Batongguan Trail is registered as a national monument of Taiwan since 1987 to preserve the following relics dating from the Qing dynasty:

- Kāipì Hōnghuāng (開闢鴻荒): An inscription located on a rock surface in Jiji. The inscription translates to "settle in the wilderness" and is attributed to Wu Guangliang. Jiji Weir was designed to bypass the inscription.
- Huàjí Mánmuò (化及蠻貊): An inscription on a large rock in Jiji. The inscription translates to "subjugate the foreign people" and commemorates the spur trail between Shuili and Dongpu. The inscription is signed by two officers named Chen Fangbo (陳方伯) and Chen Shilie (陳世烈).
- Wànnián Hēngqú (萬年亨衢): An inscription on a large rock in Lugu. The inscription translates to "accessible for ten thousand years" and commemorates the completion of the trail to Fenghuang Mountain.
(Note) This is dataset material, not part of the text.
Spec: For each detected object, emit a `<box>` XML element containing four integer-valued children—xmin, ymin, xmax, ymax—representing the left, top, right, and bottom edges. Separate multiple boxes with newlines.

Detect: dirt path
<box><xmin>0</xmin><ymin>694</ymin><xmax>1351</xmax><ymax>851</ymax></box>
The relic was damaged in Typhoon Toraji in 2001.
- Shāntōng Dàhǎi (山通大海): An inscription on a rock on the banks of the Chenyoulan River in Xinyi. The inscription translates to "connecting the mountains with the sea." The original was lost in a flood in 1959. It was remade in 1988, only to be covered in a landslide during Typhoon Toraji in 2001.
- Shèngjītíng (聖蹟亭): A small stone tower for burning joss paper in Lugu. The tower was hit by a car in 1990 and not repaired until 2001.
- Announcement of removing restrictions for entering the mountains (入山撤禁告示碑): A small stone plaque announcing the loosening of restrictions on Han people from settling east onto indigenous land. Currently placed next to Fu'an Temple, a Tudigong temple in Lugu.
- Dépiàn Shānzōu (德遍山陬): A small stone plaque created by Lugu residents as a gift to Wu Guangliang. Currently housed next to Fu'an Temple.

There was a stone plaque inscribed with Guòhuà Cúnshén (過化存神) that was placed on top of Batongguan Mountain, but has been lost since the Japanese era.